Is a 5+ column primary key bad for large (100 million+) table?

There are performance issues with very complex primary keys. And It may not be defending against duplication as well as a simpler primary key might.

However, there is one design pattern that frequently yields tables with a primary key made up of six or so components. It's star schema fact tables. If the fact table of a star schema has six dimensions, then the primary key will have six components. I've never seen a fact table with no declared primary key, and I think it's well worth the overhead, even though the ETL process still has to be quite carefully written.

Some reporting databases imitate the pattern of star schema even if it's not explicitly designed that way.

100 million + rows is not overly big for a fact table, especially with today's big data.


The table in question was a rollup/aggregation table.

Then it is not only fine, it is "right".

And it smells like a Summary table, since it begins with day.

Do you have some secondary indexes? Keep in mind that if you are using InnoDB, the rest of the PRIMARY KEY columns will be tacked onto the end of the secondary index. Again, this is not necessarily a problem.

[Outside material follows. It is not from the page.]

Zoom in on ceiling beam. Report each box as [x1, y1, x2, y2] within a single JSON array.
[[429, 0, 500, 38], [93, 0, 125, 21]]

100M rows is a lot for a rollup. It sounds like the table is too fine-grained. That is, perhaps instead if (date,a,b,c,d) you should have 4 rollups with PKs like (date,a,b,c), (date,b,c,d), (date,c,d,a), (date,d,a,b) (or some suitable combinations). I doing that, each might be only 10M rows, thereby making reports still faster, while having nearly as much flexibility in report.

Or maybe switch to (week,a,b,c,d), leading to maybe only 14M rows. (Probably more.)

Using PARTITION to facilitate pruning --- High speed ingestion --- Data Warehouse tips --- Summary Tables. These summarize many of the techniques I have developed in several DW projects. As you may infer, each project is different. The 'typical' number of Summary Tables (in my experience) is 3-7. The target in summarization is 10 Fact rows --> 1 Summary row. (That may be a 'median'.) In a rare case, I summarized a Summary table. In another rare case, I PARTITIONed a Summary table to good effect; usually Summary tables are small enough so they are fast enough for direct access from a UI.